# Space



## Clintmiljavac (Aug 18, 2011)

Go on a service call today for a tripped breaker, panel is new less then 6 months and this thing is in the corner of where 2 walls meet I had to lean against one wall to take cover off. Was not very comfortable, I looked into code book to see if this was right all I could find was that as long as door opens 90 degrees and 30" in front that this was fine, is that right or am I missing something


----------



## HARRY304E (Sep 15, 2010)

Clintmiljavac said:


> Go on a service call today for a tripped breaker, panel is new less then 6 months and this thing is in the corner of where 2 walls meet I had to lean against one wall to take cover off.
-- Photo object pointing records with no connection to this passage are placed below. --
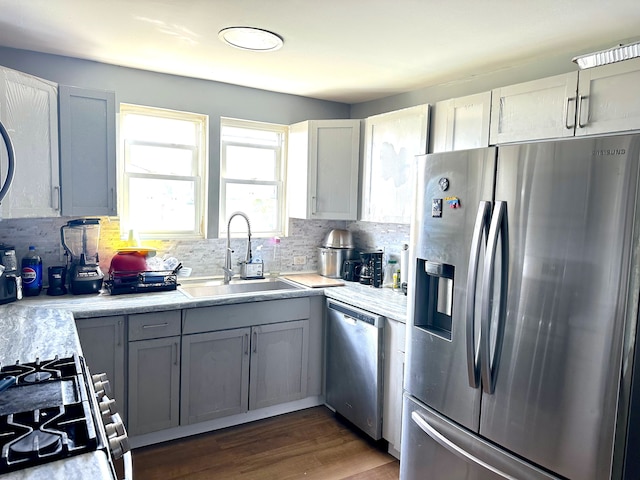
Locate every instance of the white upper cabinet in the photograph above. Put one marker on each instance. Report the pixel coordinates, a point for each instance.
(461, 123)
(534, 110)
(392, 140)
(29, 112)
(322, 169)
(592, 101)
(607, 98)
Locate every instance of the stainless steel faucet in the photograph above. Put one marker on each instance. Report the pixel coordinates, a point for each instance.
(228, 270)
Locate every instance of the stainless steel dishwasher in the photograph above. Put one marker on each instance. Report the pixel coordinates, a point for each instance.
(355, 366)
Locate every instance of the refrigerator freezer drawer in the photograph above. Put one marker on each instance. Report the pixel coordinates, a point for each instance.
(435, 448)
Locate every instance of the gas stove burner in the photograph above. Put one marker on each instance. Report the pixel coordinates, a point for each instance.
(42, 371)
(36, 377)
(38, 442)
(48, 414)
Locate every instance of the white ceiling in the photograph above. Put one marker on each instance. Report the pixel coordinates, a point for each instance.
(343, 50)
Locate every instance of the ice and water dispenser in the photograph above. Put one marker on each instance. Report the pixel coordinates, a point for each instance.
(434, 305)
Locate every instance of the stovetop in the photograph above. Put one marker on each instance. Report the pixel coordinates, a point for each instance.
(47, 415)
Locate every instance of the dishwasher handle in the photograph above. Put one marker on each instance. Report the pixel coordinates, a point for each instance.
(359, 315)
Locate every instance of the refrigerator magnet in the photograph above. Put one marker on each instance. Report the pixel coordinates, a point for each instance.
(436, 208)
(453, 202)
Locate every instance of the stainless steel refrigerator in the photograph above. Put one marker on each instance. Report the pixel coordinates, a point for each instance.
(523, 304)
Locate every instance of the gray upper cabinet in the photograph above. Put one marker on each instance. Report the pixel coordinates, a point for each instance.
(592, 101)
(29, 111)
(322, 169)
(461, 123)
(392, 140)
(87, 151)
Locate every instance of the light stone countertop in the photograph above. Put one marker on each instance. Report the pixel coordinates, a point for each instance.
(383, 301)
(44, 326)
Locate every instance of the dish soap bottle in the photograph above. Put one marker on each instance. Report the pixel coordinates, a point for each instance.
(31, 273)
(275, 263)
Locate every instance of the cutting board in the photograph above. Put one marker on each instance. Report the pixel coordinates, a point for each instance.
(314, 280)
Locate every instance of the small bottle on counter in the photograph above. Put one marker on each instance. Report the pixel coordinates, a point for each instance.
(31, 273)
(396, 280)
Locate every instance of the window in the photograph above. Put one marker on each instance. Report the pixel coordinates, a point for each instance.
(251, 176)
(163, 172)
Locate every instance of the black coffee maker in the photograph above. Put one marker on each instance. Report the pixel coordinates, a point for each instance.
(371, 271)
(57, 280)
(10, 279)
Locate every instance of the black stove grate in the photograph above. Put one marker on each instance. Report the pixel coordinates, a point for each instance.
(47, 415)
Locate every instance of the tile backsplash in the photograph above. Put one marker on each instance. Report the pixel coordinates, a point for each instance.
(205, 257)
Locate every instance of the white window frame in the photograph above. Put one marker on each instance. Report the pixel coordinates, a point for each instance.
(199, 174)
(279, 182)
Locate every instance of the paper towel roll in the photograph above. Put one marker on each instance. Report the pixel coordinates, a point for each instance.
(404, 263)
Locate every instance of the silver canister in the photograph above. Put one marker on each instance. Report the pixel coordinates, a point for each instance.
(331, 260)
(336, 248)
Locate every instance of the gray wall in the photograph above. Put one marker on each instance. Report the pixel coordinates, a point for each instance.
(178, 93)
(472, 82)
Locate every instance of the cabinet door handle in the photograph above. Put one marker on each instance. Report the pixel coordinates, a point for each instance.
(580, 110)
(569, 126)
(120, 331)
(155, 325)
(55, 198)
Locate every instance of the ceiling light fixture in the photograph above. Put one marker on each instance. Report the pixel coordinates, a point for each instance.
(250, 38)
(612, 55)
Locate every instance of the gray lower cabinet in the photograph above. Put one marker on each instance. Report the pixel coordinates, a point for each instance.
(279, 362)
(154, 372)
(103, 347)
(215, 374)
(227, 370)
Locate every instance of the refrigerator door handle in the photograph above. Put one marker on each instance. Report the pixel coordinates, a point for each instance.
(480, 232)
(443, 441)
(489, 360)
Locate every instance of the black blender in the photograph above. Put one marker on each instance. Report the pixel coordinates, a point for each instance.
(80, 241)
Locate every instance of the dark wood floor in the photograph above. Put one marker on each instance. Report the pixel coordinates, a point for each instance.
(311, 444)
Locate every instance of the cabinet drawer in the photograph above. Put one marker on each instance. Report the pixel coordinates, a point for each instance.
(224, 317)
(154, 325)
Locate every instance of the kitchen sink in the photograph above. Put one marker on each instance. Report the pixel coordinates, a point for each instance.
(213, 288)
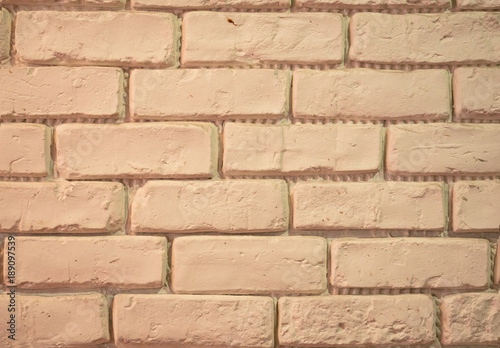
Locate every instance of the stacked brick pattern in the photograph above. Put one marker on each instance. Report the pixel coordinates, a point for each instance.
(238, 173)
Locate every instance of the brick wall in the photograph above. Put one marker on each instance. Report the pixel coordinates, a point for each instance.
(250, 173)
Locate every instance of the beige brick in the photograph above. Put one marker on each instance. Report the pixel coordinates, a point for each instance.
(171, 321)
(77, 320)
(248, 265)
(301, 149)
(215, 38)
(410, 263)
(368, 205)
(443, 149)
(5, 27)
(25, 149)
(61, 92)
(372, 94)
(356, 321)
(141, 150)
(211, 206)
(211, 4)
(209, 93)
(443, 38)
(476, 206)
(89, 262)
(470, 319)
(476, 92)
(61, 207)
(372, 4)
(98, 38)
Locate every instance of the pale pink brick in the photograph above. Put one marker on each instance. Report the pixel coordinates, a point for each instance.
(171, 321)
(98, 38)
(61, 92)
(356, 321)
(25, 149)
(410, 263)
(476, 206)
(76, 320)
(210, 4)
(142, 150)
(89, 262)
(209, 93)
(214, 38)
(231, 206)
(372, 94)
(476, 93)
(470, 320)
(443, 149)
(368, 206)
(248, 265)
(368, 4)
(62, 207)
(5, 28)
(443, 38)
(301, 149)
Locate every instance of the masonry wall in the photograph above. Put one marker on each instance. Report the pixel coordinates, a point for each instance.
(250, 173)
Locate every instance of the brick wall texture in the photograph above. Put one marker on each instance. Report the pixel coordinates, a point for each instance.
(249, 173)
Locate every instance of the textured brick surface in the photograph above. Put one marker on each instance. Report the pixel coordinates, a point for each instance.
(470, 319)
(476, 205)
(211, 38)
(211, 206)
(49, 37)
(61, 92)
(209, 94)
(249, 265)
(155, 150)
(76, 320)
(476, 92)
(410, 263)
(371, 94)
(446, 149)
(390, 205)
(25, 149)
(89, 262)
(356, 321)
(444, 38)
(301, 149)
(184, 320)
(61, 207)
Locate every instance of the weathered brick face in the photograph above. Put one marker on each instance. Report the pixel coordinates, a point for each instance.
(250, 173)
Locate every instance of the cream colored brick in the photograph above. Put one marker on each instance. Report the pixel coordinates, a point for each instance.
(443, 148)
(248, 265)
(89, 262)
(76, 320)
(210, 4)
(476, 206)
(209, 94)
(301, 149)
(211, 206)
(25, 149)
(476, 92)
(145, 150)
(171, 321)
(470, 319)
(418, 38)
(216, 38)
(61, 92)
(372, 94)
(131, 39)
(61, 207)
(410, 263)
(368, 205)
(356, 321)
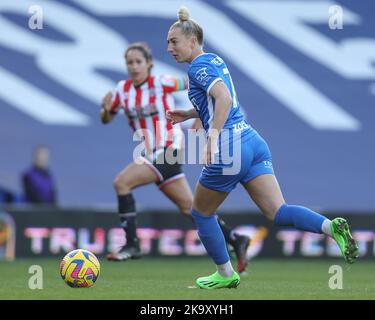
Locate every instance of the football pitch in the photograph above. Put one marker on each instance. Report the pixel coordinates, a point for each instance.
(173, 278)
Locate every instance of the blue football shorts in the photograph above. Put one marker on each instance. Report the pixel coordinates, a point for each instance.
(253, 160)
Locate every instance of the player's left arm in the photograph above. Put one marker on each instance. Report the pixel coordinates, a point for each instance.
(223, 102)
(173, 84)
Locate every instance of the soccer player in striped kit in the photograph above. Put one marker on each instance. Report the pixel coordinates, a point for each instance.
(213, 95)
(145, 99)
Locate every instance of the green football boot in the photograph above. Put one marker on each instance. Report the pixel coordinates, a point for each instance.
(217, 281)
(341, 233)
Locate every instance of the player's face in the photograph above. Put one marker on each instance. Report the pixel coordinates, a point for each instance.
(138, 66)
(179, 45)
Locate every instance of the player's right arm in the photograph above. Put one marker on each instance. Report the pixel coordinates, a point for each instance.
(181, 115)
(106, 112)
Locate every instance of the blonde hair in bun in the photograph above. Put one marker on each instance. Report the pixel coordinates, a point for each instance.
(183, 14)
(188, 26)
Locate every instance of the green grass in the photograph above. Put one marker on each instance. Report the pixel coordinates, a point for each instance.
(170, 278)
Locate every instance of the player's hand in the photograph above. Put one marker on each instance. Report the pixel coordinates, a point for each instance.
(107, 101)
(210, 150)
(177, 116)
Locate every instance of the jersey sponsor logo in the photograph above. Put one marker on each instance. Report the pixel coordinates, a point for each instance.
(194, 103)
(202, 76)
(238, 127)
(146, 111)
(217, 61)
(268, 164)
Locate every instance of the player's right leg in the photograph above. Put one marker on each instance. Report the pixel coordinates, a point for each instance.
(206, 202)
(180, 193)
(132, 176)
(266, 193)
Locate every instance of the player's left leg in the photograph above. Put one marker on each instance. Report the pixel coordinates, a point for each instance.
(266, 193)
(178, 191)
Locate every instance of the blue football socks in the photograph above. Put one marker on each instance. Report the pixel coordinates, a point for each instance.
(212, 237)
(299, 217)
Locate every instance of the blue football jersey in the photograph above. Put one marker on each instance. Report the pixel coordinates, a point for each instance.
(204, 71)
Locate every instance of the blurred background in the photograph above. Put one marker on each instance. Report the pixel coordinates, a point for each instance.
(304, 73)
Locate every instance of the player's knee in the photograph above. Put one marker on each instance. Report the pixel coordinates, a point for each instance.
(121, 184)
(271, 211)
(185, 207)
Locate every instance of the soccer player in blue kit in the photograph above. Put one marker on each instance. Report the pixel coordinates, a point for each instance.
(213, 96)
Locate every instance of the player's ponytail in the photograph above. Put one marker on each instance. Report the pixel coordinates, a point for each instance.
(188, 26)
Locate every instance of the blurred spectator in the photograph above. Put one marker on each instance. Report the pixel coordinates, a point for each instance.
(6, 196)
(38, 184)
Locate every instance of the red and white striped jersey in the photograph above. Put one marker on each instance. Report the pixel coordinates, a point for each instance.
(145, 107)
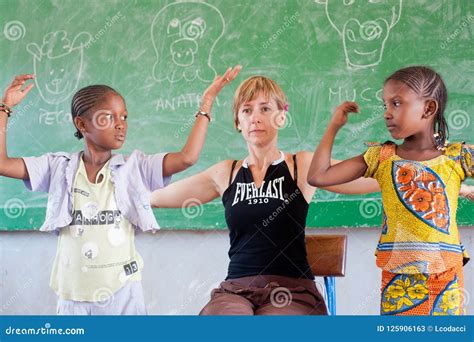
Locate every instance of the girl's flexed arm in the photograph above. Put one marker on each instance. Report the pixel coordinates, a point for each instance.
(178, 161)
(321, 173)
(14, 94)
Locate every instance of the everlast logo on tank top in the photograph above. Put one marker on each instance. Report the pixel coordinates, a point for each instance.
(248, 191)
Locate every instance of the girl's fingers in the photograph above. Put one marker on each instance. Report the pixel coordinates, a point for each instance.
(28, 88)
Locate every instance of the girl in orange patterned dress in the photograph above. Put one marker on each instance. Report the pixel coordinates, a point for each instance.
(419, 251)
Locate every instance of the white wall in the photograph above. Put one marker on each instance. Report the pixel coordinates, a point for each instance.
(181, 267)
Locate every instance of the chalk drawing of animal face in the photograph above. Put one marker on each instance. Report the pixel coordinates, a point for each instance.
(58, 65)
(364, 26)
(184, 35)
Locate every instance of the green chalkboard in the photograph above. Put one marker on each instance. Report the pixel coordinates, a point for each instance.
(161, 55)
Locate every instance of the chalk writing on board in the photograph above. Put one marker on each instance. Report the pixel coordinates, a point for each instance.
(49, 118)
(188, 100)
(184, 35)
(364, 32)
(58, 64)
(367, 94)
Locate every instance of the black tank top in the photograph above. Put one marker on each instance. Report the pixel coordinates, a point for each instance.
(266, 224)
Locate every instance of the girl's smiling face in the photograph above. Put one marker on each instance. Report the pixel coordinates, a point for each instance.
(259, 120)
(405, 111)
(105, 125)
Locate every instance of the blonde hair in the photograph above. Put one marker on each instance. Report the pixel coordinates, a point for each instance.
(253, 86)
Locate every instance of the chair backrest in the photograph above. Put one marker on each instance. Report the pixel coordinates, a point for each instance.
(327, 254)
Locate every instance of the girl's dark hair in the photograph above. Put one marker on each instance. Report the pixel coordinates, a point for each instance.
(428, 84)
(86, 98)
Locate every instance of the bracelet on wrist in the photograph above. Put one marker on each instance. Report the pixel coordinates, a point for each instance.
(200, 112)
(6, 109)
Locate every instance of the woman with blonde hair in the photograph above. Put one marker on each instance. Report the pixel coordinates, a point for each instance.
(266, 199)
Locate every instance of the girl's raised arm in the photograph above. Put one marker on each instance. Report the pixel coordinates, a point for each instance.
(321, 173)
(14, 94)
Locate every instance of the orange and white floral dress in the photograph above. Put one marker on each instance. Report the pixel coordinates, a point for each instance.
(419, 251)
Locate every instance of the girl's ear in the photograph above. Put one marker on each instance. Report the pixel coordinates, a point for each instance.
(79, 123)
(431, 108)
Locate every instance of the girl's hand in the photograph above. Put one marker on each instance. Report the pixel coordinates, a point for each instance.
(215, 88)
(14, 94)
(339, 118)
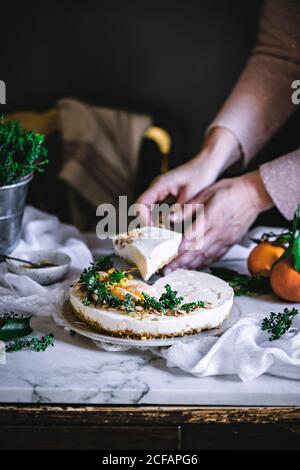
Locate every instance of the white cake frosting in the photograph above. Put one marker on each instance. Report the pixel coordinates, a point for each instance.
(191, 285)
(148, 248)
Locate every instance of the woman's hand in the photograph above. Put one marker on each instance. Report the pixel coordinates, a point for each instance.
(219, 151)
(230, 207)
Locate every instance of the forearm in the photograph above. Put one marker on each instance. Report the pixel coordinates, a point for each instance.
(281, 179)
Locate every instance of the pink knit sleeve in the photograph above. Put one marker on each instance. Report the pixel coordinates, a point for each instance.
(261, 100)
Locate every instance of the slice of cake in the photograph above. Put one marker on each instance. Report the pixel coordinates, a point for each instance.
(148, 248)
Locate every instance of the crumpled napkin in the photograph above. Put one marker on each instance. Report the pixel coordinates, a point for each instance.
(243, 349)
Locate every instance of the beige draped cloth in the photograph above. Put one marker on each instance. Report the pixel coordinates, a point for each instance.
(261, 101)
(100, 150)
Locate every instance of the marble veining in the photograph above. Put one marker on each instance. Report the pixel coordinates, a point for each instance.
(76, 371)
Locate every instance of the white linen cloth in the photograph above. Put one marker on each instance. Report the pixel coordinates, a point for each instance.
(243, 349)
(22, 294)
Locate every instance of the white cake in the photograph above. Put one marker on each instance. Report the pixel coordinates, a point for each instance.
(191, 285)
(148, 248)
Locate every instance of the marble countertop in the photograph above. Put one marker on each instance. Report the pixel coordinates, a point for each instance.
(76, 371)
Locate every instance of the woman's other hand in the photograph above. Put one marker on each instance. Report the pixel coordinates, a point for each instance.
(220, 150)
(230, 208)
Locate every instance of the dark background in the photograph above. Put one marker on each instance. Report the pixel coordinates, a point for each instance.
(176, 60)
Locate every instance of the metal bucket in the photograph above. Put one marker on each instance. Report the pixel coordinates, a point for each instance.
(12, 204)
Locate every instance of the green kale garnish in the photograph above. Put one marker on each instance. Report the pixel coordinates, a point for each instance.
(278, 323)
(35, 343)
(102, 264)
(151, 303)
(191, 306)
(21, 152)
(116, 276)
(14, 325)
(128, 303)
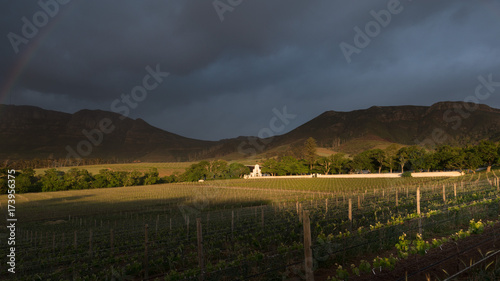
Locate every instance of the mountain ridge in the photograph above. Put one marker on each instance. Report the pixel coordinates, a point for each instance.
(33, 132)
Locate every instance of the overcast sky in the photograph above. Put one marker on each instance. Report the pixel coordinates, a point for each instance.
(231, 62)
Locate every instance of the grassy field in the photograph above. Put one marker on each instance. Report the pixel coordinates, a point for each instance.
(164, 169)
(249, 227)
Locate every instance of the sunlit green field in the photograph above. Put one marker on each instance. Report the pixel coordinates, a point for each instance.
(248, 225)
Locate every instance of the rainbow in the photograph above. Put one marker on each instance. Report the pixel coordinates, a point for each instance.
(24, 56)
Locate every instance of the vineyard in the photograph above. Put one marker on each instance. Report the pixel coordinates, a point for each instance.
(256, 230)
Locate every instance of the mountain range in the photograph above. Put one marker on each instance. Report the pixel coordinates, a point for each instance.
(28, 132)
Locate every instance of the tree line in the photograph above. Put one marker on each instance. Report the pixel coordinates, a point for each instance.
(74, 178)
(298, 160)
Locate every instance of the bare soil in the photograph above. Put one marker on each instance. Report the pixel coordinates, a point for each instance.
(450, 258)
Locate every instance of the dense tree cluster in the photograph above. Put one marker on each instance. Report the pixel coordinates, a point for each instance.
(414, 158)
(217, 169)
(299, 160)
(55, 180)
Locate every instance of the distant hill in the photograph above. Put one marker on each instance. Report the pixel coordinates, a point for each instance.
(442, 123)
(28, 132)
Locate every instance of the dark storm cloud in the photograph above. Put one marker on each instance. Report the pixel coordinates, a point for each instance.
(226, 77)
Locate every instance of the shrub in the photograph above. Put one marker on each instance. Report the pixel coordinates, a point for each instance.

Was not very comfortable, I looked into code book to see if this was right all I could find was that as long as door opens 90 degrees and 30" in front that this was fine, is that right or am I missing something


Have you read all of 

II. 600 Volts, Nominal, or Less
*110.26 Spaces About Electrical Equipment. *Access and
working space shall be provided and maintained about all
electrical equipment to permit ready and safe operation and
maintenance of such equipment.

*(A) Working Space. *Working space for equipment operating
at 600 volts, nominal, or less to ground and likely to
require examination, adjustment, servicing, or maintenance
while energized shall comply with the dimensions of
*110.26(A)(1), (A)(2), and (A)(3)* or as required or permitted
elsewhere in this Code.
_*(1) Depth of Working Space.*_ The depth of the working
space in the direction of live parts shall not be less than that
specified in Table 110.26(A)(1) unless the requirements of
110.26(A)(1)(a), (A)(1)(b), or (A)(1)(c) are met. Distances
shall be measured from the exposed live parts or from the
enclosure or opening if the live parts are enclosed.


----------



## Clintmiljavac (Aug 18, 2011)

HARRY304E said:


> Have you read all of
> 
> II. 600 Volts, Nominal, or Less
> 110.26 Spaces About Electrical Equipment. Access and
> ...


I guess I'm not understanding it! So if is like 2" off the other wall thats ok?


----------



## Clintmiljavac (Aug 18, 2011)

Ok after reading alittle more I'm getting that you have to have 30" from left to right or whateve


----------



## Clintmiljavac (Aug 18, 2011)

Ok after reading alittle more I'm getting that you have to have 30" from left to right or whatever just as long as you don't have anything in that 30" imaginary box


----------